De l’intérêt d’un coach.

Une fois établi en tant que coach, l’une des missions à laquelle l’on ne se prépare pas forcément, mais qui nous incombe à quasi tous, est celle de faire valoir son rôle contre rémunération. J’écris ce terme en gras car l’utilité du coach est communément admise tant qu’elle est gratuite, toutefois, elle perd vertigineusement de son évidence lorsqu’elle ne l’est plus. Ceci est d’autant plus visible lorsque l’on travaille en plateau muscu et que l’on explique aux adhérents que l’on peut aller beaucoup plus loin dans une progression en se faisant suivre plus étroitement. Souvent s’installe une incompréhension du pourquoi payer du coaching alors que l’on est déjà sensé faire des programmes et expliquer comment les appliquer sur les machines. Ceci se comprend, l’homo economicus est ainsi fait : optimiser ses profits (ici : connaissances et services) en minimisant ses coûts (pas envie de payer, où si je le fais je souhaite que ce soit le minimum possible)
L’erreur étant ici de confondre la mise en place d’une activité sportive, sa “trame à suivre” (le fameux programme de départ) ainsi que sa mise en service (1ère séance accompagnée dans une optique d’initiation et surtout de sécurisation) avec une étude complète de la personne, un suivi régulier, dédié et ré-adapté en permanence.

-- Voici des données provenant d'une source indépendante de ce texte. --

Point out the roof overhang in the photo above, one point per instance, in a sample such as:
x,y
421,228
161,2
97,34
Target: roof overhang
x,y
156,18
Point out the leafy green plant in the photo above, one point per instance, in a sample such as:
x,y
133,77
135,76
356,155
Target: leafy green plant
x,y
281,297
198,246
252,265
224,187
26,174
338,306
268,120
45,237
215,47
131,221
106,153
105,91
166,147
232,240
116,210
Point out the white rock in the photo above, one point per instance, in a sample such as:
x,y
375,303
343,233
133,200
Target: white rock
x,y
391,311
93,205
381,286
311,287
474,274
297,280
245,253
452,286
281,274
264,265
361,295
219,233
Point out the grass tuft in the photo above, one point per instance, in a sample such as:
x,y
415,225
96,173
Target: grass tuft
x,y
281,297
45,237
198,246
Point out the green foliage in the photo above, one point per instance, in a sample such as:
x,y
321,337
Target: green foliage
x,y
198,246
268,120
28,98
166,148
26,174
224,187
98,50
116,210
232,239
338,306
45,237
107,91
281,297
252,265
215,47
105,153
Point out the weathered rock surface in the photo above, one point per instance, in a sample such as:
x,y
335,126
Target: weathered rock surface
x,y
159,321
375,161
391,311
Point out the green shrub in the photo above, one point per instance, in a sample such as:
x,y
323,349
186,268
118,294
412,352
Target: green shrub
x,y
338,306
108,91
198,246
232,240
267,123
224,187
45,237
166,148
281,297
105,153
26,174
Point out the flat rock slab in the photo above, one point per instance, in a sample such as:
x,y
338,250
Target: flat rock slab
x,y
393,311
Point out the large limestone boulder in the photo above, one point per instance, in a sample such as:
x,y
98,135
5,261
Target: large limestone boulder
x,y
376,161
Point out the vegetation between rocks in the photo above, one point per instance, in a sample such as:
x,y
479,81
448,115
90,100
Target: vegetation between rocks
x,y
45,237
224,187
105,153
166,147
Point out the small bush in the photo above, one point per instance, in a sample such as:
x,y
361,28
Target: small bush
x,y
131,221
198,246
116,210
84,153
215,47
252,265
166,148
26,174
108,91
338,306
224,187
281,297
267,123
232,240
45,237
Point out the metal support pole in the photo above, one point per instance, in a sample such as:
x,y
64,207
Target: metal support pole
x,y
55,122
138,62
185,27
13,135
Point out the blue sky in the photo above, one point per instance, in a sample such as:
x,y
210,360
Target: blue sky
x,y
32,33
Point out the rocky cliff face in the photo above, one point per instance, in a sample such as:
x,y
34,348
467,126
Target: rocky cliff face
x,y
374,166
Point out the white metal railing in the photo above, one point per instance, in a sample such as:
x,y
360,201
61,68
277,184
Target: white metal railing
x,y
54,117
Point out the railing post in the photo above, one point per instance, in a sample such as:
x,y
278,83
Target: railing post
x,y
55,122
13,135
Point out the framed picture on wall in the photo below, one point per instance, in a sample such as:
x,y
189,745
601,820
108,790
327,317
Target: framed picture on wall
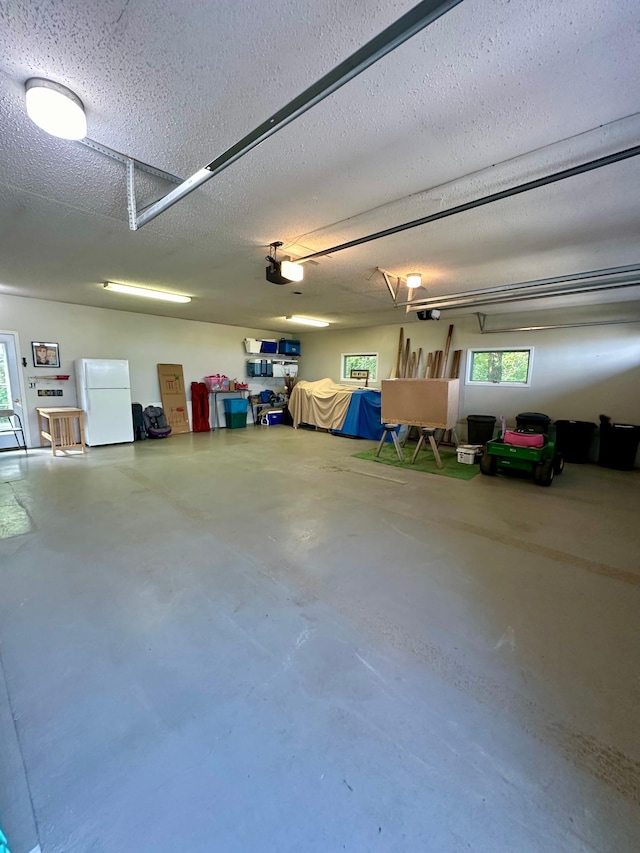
x,y
45,354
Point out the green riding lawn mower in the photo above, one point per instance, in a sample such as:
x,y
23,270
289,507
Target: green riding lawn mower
x,y
531,449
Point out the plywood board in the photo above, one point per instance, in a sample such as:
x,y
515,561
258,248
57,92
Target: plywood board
x,y
421,402
174,400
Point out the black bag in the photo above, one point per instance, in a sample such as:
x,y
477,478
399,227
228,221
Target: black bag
x,y
139,431
155,422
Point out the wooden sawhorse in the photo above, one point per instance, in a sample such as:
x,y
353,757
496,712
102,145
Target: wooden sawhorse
x,y
427,433
390,429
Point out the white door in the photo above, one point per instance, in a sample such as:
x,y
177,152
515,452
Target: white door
x,y
10,388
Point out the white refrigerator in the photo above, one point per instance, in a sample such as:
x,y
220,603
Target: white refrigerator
x,y
105,395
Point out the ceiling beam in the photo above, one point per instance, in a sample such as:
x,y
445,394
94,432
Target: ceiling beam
x,y
553,178
404,28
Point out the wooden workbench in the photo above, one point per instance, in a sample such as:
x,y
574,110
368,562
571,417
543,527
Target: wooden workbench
x,y
61,433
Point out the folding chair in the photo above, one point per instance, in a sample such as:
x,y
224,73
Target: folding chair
x,y
9,415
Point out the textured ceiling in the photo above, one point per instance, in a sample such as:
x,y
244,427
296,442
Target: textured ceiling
x,y
493,94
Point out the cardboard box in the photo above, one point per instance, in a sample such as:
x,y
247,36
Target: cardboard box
x,y
421,402
174,400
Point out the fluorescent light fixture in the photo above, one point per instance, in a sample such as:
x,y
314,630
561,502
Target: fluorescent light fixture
x,y
55,109
130,290
292,270
307,321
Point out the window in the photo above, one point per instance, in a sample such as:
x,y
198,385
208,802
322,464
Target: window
x,y
500,366
359,361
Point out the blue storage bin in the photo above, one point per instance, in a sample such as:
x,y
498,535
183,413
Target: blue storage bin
x,y
234,406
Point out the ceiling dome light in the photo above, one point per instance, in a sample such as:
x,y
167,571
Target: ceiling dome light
x,y
55,109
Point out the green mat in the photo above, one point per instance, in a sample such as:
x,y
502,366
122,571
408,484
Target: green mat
x,y
425,461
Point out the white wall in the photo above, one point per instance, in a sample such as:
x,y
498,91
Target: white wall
x,y
82,332
578,373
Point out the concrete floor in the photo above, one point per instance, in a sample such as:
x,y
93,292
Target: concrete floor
x,y
251,641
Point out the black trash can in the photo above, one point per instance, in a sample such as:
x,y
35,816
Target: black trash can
x,y
618,445
535,421
574,439
480,428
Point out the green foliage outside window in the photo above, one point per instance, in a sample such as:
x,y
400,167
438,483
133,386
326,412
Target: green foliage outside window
x,y
360,361
500,366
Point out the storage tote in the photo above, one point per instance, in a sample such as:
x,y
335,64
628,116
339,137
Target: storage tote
x,y
217,382
259,367
252,345
288,347
271,417
234,406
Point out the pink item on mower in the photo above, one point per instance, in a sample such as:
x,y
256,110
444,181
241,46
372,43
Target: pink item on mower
x,y
523,439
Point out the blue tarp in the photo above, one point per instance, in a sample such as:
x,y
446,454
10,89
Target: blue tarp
x,y
363,416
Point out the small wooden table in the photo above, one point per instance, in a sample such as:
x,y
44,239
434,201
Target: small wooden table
x,y
62,428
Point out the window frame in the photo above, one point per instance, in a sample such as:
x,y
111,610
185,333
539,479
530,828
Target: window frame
x,y
344,355
470,352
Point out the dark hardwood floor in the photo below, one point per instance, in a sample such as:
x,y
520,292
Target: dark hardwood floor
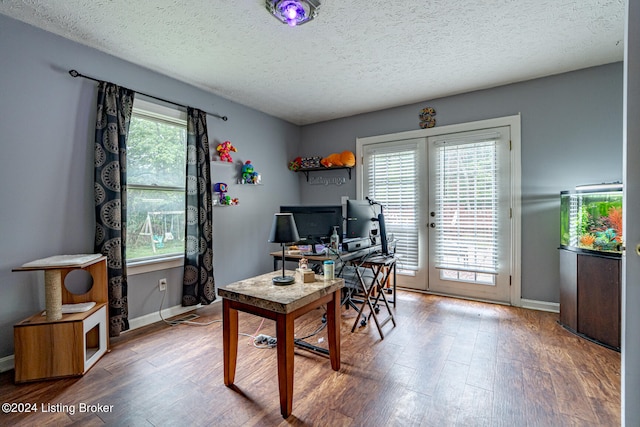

Je m’attarde sur les termes précedemment cités :
  • Par étude complète, j’entends : analyse du morphotype, du passé sportif, des pathologies, des objectifs visés, des sports annexes, des habitudes alimentaires, des connaissances en nutrition, du temps et de l’engagement que la personne souhaite mettre dans son projet, de l’analyse posturale (attitude cyphotique, lordose…..), de l’analyse technique de l’exécution de chaque mouvement, de l’adaptation du corps à l’effort et à la récupération, de la détermination de la personne…..etc……
  • Par suivi régulier et dédié j’entends : La présence physique du coach exclusivement réservée au sportif, répétée plusieurs fois dans la semaine ou le mois. Une mise en application du système d’entrainement préalablement pensé et personnalisé à l’issue de l’étude précédente (ce parfois pendant des heures et des heures en amont). La correction gestuelle en temps réel, l’adaptation de la charge en fonction de la façon dont l’athlète “vit la séance”. Les encouragements de l’entraineur à son élève sur les moments difficiles (qui sont souvent ceux qui permettent de passer des caps). La diète détaillée parfois au gramme près, les phases de récupération à respecter en fonction de la période à laquelle se situe l’échéance s’il y en a une, ou tout simplement en fonction de l’état de fraicheur de la personne. Bref, une considération en tant qu’individu unique.
  • Par ré-adapté : j’entends la perpétuelle évolution des entrainements en fonction des séances réalisées, que ce soit sur le choix des exercices, de la charge à utiliser, du temps de récupération. La personne peut être malade, blessée, en examen ou contrainte pour raisons personnelles à faire un écart dans sa programmation, nécessitant des ajustements dans celle initialement pensée. Des coups au moral peuvent survenir, ainsi que des “temps forts” qu’il faut savoir exploiter. Des objectifs nouveaux peuvent apparaître en cours de progression, lesquels devront être intégrés dans le nouveau modèle.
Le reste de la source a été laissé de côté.